Premier gala à la Place des Arts oblige, c’est sur le thème du déménagement que s’est ouverte la soirée concoctée par Éric Salvail. Une panoplie de personna-lités ont fait une apparition-éclair sur les planches de la Salle Wilfrid-Pelletier : Jean-Marc Parent, Gilbert Rozon – en costume d’Hannibal Lecter –, André-Philippe Gagnon… mais c’est une apparition spéciale de Dominique Michel, sortie tout droit du coffre à jouets de l’Oncle Georges, qui a provoqué une ovation debout bien sentie.

Se sont ensuite enchaîné des numéros de qualité, à commencer par celui – récurrent tout au long du gala – de l’irrésistiblement détestable (et inquiétant) François Bellefeuille, dans son personnage disjoncté. Le charmant humoriste franco-algérien Ben y est ensuite allé d’un numéro autodérisoire sur sa «honte» de ses origines arabes, alors que Martin Petit, Maxim Martin et Mike Ward ont offert le classique «numéro du pêcheur», abordant les thèmes classiques des soirées «entre boys» : le sexe, bien sûr, mais aussi la politique, Martin Petit suggérant de démarrer un «parti des humoristes», a-t-il.

«Les gens aiment le changement, alors on pourrait changer constamment, aller à gauche, à droite… comme quand on est saoul et qu’on a les deux mains sur le volant!»

Daniel Lemire a présenté, comme toujours, une excellente et cynique revue de l’actualité. Le fort sympathique Philippe Laprise, quant à lui, y est allé d’un numéro plein d’autodérision dans lequel il a raconté un accident de voiture qui l’a mené à l’hôpital. Un sketch physique que le public a énormément apprécié.

Quant à Éric Salvail, il a su tirer son épingle du jeu avec des sketchs intégrant le public – dont un «composé par les internautes», écrit à partir de blagues d’actualité politique soumises par des gens sur Facebook. Par exemple : «Quelle est la différence entre Québec et Fort Boyard? Aucune : dans les deux cas, le nain a les clefs de la ville!» Un beau clin d’œil.

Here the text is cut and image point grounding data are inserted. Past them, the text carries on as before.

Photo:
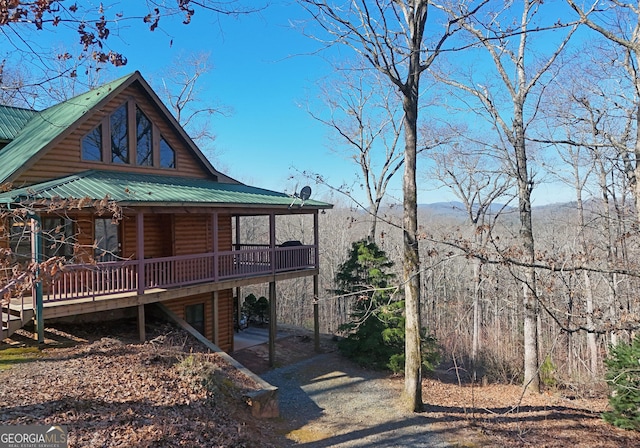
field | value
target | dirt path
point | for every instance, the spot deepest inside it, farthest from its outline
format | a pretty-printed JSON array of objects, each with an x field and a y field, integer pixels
[{"x": 327, "y": 401}]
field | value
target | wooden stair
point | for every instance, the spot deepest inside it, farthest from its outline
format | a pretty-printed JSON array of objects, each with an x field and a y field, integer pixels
[
  {"x": 15, "y": 312},
  {"x": 14, "y": 317}
]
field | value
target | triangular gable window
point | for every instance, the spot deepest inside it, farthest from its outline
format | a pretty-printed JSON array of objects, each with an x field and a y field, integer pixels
[
  {"x": 144, "y": 146},
  {"x": 127, "y": 136},
  {"x": 167, "y": 154},
  {"x": 92, "y": 145},
  {"x": 120, "y": 135}
]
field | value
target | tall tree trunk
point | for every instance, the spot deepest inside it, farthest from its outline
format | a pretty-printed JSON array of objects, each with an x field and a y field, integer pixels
[
  {"x": 529, "y": 299},
  {"x": 411, "y": 260}
]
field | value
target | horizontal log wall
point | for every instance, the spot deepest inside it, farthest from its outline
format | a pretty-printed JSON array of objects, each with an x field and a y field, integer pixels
[
  {"x": 193, "y": 234},
  {"x": 178, "y": 308},
  {"x": 225, "y": 320}
]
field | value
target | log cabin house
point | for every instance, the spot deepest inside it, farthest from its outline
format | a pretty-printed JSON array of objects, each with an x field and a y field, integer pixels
[{"x": 175, "y": 237}]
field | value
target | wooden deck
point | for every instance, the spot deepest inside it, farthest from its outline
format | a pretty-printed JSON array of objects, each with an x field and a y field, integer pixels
[{"x": 81, "y": 289}]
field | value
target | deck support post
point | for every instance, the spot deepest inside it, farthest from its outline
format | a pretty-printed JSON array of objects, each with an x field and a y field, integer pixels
[
  {"x": 141, "y": 323},
  {"x": 316, "y": 289},
  {"x": 316, "y": 316},
  {"x": 140, "y": 251},
  {"x": 273, "y": 325},
  {"x": 216, "y": 319},
  {"x": 36, "y": 254}
]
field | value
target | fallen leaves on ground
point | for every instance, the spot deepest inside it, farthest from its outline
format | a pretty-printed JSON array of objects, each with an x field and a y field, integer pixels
[
  {"x": 111, "y": 393},
  {"x": 500, "y": 415}
]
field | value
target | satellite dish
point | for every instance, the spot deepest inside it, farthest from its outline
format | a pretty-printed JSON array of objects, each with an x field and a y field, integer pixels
[{"x": 305, "y": 193}]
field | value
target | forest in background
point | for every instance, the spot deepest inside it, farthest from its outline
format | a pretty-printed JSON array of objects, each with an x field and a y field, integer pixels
[{"x": 587, "y": 290}]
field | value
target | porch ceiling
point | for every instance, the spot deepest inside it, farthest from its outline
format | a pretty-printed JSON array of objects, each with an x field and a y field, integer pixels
[{"x": 153, "y": 190}]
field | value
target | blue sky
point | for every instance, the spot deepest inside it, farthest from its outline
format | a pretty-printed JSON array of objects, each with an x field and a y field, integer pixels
[{"x": 264, "y": 71}]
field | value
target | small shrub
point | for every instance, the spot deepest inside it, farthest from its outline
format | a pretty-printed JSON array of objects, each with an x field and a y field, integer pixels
[
  {"x": 203, "y": 374},
  {"x": 375, "y": 336},
  {"x": 623, "y": 376}
]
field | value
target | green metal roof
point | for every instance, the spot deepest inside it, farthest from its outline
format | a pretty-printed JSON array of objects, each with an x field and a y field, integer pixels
[
  {"x": 45, "y": 126},
  {"x": 139, "y": 189},
  {"x": 12, "y": 120}
]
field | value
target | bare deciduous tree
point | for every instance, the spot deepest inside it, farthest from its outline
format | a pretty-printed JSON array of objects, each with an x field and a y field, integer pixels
[
  {"x": 509, "y": 48},
  {"x": 391, "y": 35}
]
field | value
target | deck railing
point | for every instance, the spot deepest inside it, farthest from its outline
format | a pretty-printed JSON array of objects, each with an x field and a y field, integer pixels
[{"x": 81, "y": 281}]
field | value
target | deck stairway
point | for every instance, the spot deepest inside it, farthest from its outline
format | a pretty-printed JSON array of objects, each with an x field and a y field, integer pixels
[{"x": 15, "y": 312}]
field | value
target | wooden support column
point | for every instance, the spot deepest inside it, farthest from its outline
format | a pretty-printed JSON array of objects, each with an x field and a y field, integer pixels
[
  {"x": 141, "y": 323},
  {"x": 216, "y": 320},
  {"x": 316, "y": 316},
  {"x": 273, "y": 325},
  {"x": 141, "y": 281},
  {"x": 316, "y": 289},
  {"x": 140, "y": 250},
  {"x": 272, "y": 241},
  {"x": 215, "y": 246}
]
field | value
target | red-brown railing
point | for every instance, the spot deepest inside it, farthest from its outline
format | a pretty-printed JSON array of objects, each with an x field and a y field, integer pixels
[{"x": 83, "y": 281}]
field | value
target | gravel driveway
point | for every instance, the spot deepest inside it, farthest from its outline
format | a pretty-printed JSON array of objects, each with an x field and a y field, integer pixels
[{"x": 327, "y": 401}]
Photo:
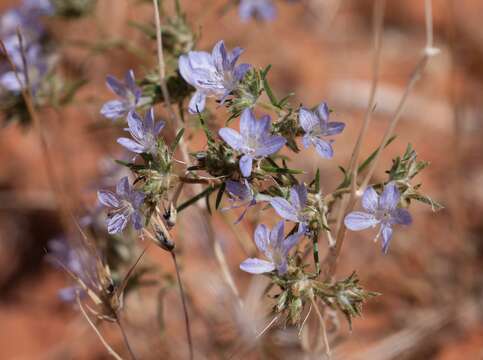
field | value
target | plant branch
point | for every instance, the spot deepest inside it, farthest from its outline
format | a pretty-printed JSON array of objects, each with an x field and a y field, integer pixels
[
  {"x": 96, "y": 330},
  {"x": 185, "y": 308}
]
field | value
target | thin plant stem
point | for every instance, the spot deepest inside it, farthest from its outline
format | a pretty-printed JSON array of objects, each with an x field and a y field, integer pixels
[
  {"x": 323, "y": 327},
  {"x": 429, "y": 51},
  {"x": 125, "y": 338},
  {"x": 378, "y": 25},
  {"x": 185, "y": 307},
  {"x": 96, "y": 330},
  {"x": 26, "y": 92},
  {"x": 162, "y": 79}
]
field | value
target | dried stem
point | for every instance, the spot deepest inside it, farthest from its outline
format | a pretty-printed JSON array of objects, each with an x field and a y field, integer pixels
[
  {"x": 125, "y": 338},
  {"x": 26, "y": 92},
  {"x": 185, "y": 308},
  {"x": 429, "y": 51},
  {"x": 323, "y": 327},
  {"x": 96, "y": 330},
  {"x": 162, "y": 79}
]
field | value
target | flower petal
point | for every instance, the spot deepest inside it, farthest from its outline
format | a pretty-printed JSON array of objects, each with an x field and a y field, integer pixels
[
  {"x": 298, "y": 196},
  {"x": 116, "y": 86},
  {"x": 116, "y": 223},
  {"x": 246, "y": 162},
  {"x": 386, "y": 232},
  {"x": 123, "y": 188},
  {"x": 308, "y": 120},
  {"x": 231, "y": 137},
  {"x": 357, "y": 220},
  {"x": 277, "y": 235},
  {"x": 136, "y": 125},
  {"x": 257, "y": 266},
  {"x": 334, "y": 128},
  {"x": 108, "y": 198},
  {"x": 370, "y": 200},
  {"x": 248, "y": 124},
  {"x": 262, "y": 237},
  {"x": 240, "y": 71},
  {"x": 284, "y": 208},
  {"x": 323, "y": 114},
  {"x": 137, "y": 220},
  {"x": 131, "y": 145},
  {"x": 185, "y": 69},
  {"x": 324, "y": 148},
  {"x": 291, "y": 241},
  {"x": 401, "y": 216},
  {"x": 389, "y": 197}
]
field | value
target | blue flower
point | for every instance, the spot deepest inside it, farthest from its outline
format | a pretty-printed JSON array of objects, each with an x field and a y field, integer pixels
[
  {"x": 275, "y": 246},
  {"x": 254, "y": 140},
  {"x": 212, "y": 75},
  {"x": 124, "y": 204},
  {"x": 316, "y": 125},
  {"x": 242, "y": 195},
  {"x": 380, "y": 210},
  {"x": 144, "y": 132},
  {"x": 292, "y": 210},
  {"x": 128, "y": 92},
  {"x": 259, "y": 9}
]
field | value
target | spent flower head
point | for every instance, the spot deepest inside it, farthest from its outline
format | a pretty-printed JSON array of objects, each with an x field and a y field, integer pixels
[
  {"x": 242, "y": 195},
  {"x": 212, "y": 75},
  {"x": 275, "y": 246},
  {"x": 144, "y": 133},
  {"x": 124, "y": 206},
  {"x": 254, "y": 140},
  {"x": 129, "y": 96},
  {"x": 292, "y": 210},
  {"x": 380, "y": 210},
  {"x": 317, "y": 126}
]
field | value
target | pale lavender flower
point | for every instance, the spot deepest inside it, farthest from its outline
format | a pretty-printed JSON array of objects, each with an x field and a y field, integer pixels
[
  {"x": 242, "y": 195},
  {"x": 275, "y": 246},
  {"x": 381, "y": 210},
  {"x": 316, "y": 126},
  {"x": 129, "y": 96},
  {"x": 292, "y": 210},
  {"x": 212, "y": 75},
  {"x": 125, "y": 204},
  {"x": 259, "y": 9},
  {"x": 254, "y": 140},
  {"x": 144, "y": 133}
]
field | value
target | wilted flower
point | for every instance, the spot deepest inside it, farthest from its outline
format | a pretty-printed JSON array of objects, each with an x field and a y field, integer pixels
[
  {"x": 292, "y": 210},
  {"x": 76, "y": 262},
  {"x": 242, "y": 195},
  {"x": 316, "y": 125},
  {"x": 212, "y": 74},
  {"x": 260, "y": 9},
  {"x": 129, "y": 93},
  {"x": 254, "y": 140},
  {"x": 125, "y": 204},
  {"x": 144, "y": 132},
  {"x": 380, "y": 210},
  {"x": 275, "y": 246}
]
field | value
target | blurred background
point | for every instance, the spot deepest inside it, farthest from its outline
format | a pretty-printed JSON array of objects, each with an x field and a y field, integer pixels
[{"x": 431, "y": 281}]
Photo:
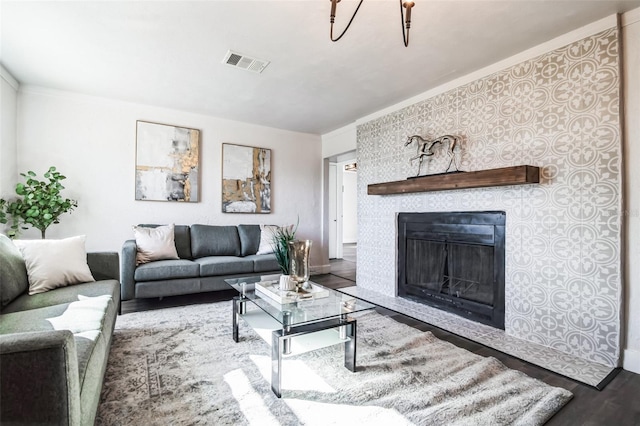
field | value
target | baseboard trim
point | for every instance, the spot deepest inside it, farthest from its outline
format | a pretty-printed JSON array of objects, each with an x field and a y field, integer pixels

Après l’entracte, l’animateur a rencontré des gens de la salle pour trouver «Francine de Valleyfield», campée par nulle autre que… Cathy Gauthier, absolument hilarante. Au moment de mettre sous presse, une panoplie d’humoristes devaient encore se produire : Yannick De Martino, Simon Leblanc, André-Philippe Gagnon, Simon et Henri… Gageons que la fin de la soirée a été à la hauteur de tout le reste!